The success of the 60 mg dose, infused every six months into the spinal fluid, explains why the trial failed its primary endpoint, which was based on a dose-dependent response. Biogen shared the data today at the Alzheimer’s Association International Conference in London.

For Biogen, the results are rather straightforward and clearly support the pharma’s plan to rapidly advance into a pivotal phase 3 study. Diranersen is the first anti-tau drug candidate to ever successfully reduce tau levels in the brain and slow the pernicious cognitive decline of Alzheimer’s. What’s more, it does so similarly to approved anti-amyloid antibodies like Biogen’s Leqembi and Eli Lilly’s Kisunla, but with less frequent dosing and without the risk of dangerous brain bleeding.

“Several aspects of the Celia data are unprecedented,” Priya Singhal, M.D., Biogen’s head of development, said in the call. “We are excited about diranersen’s overall potential to be the first tau-targeting medicine for early Alzheimer's disease.”

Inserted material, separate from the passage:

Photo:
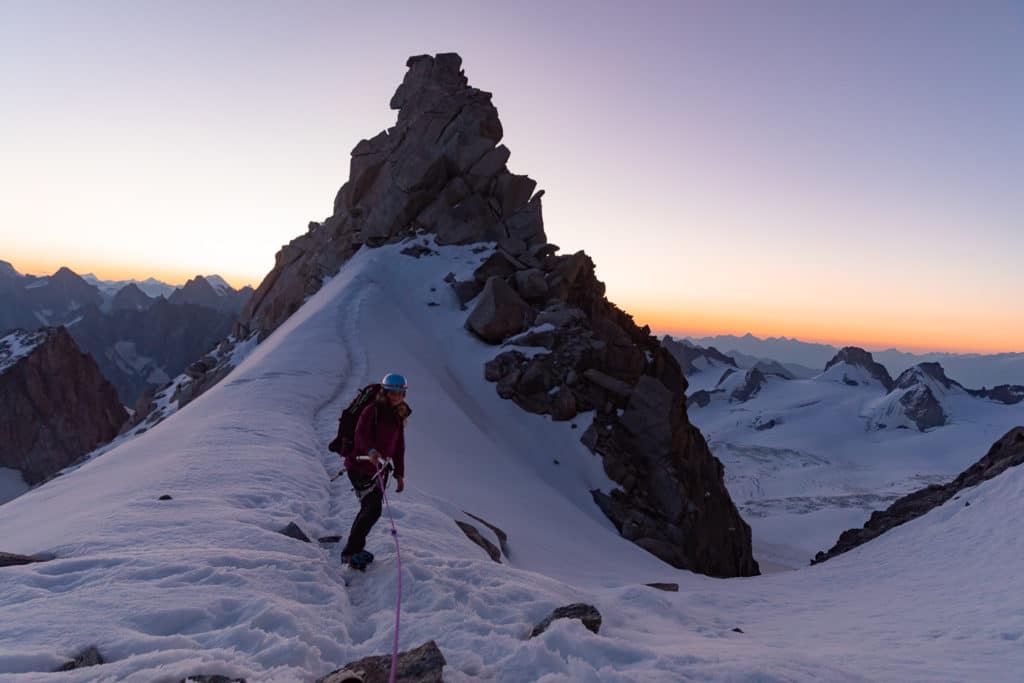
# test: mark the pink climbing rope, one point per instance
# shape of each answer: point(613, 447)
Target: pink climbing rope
point(397, 554)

The important thing, Singhal added, is that the trial gave Biogen a promising potential phase 3 dose and further proof of concept for diranersen.

Prior to today’s readout, an investigator in the Celia trial and a leader from diranersen developer Ionis Pharmaceuticals both told Fierce that they also view the data as proof-of-concept that warrant a phase 3 push. Diranersen also doesn’t necessarily need to outperform anti-amyloid antibodies, as many experts are excited by the potential to combine therapies addressing the two key disease-causing proteins.

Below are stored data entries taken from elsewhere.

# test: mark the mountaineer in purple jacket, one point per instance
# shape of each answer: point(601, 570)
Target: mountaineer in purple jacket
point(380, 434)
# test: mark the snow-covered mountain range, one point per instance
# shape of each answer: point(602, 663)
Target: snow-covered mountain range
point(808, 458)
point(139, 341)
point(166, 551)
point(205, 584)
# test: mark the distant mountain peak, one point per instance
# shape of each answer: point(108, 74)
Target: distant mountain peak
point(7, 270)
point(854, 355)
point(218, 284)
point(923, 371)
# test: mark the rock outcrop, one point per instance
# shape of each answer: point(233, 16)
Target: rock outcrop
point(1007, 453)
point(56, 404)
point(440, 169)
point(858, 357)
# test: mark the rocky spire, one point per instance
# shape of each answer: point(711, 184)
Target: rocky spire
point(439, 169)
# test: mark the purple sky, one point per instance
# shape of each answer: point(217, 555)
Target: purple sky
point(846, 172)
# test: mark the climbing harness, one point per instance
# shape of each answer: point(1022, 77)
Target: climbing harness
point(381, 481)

While acknowledging that the lack of a dose-dependent response “raises important questions” for the phase 3 trial’s design, Laura Nisenbaum, Ph.D., interim chief science officer at the Alzheimer's Drug Discovery Foundation, said in a statement that the data are the first to “show a tau-targeting drug producing both a robust biomarker effect and a signal of clinical benefit.”

While all doses performed nominally better than placebo, the 60 mg dose scored the best across a range of clinical cognition tests, and also had the fewest cases of post-infusion confusion, the adverse event that most caught the eye of analysts on the call. 

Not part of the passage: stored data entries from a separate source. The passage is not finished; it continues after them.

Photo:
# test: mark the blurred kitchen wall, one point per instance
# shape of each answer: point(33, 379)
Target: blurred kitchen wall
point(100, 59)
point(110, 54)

When confusion occurred it was mostly within a week after diranersen was administered, and most cases were mild or moderate and resolved within about another week, Diana Gallagher, M.D., Biogen’s head of immune-mediated and neurodegeneration development, said on the call.

“Typically, it did not lead to study drug discontinuation,” Gallagher said, and confusion seems to be unrelated to tau removal because it appeared well before diranersen had time to exert its knockdown effect.

Biogen’s attempt to assuage investor concern seemed to pay off a tad. From its mark of $191.34 per share at the time the call started, the company’s stock steadily climbed up to $194.87 at 1:45pm E.T., 45 minutes after the call ended.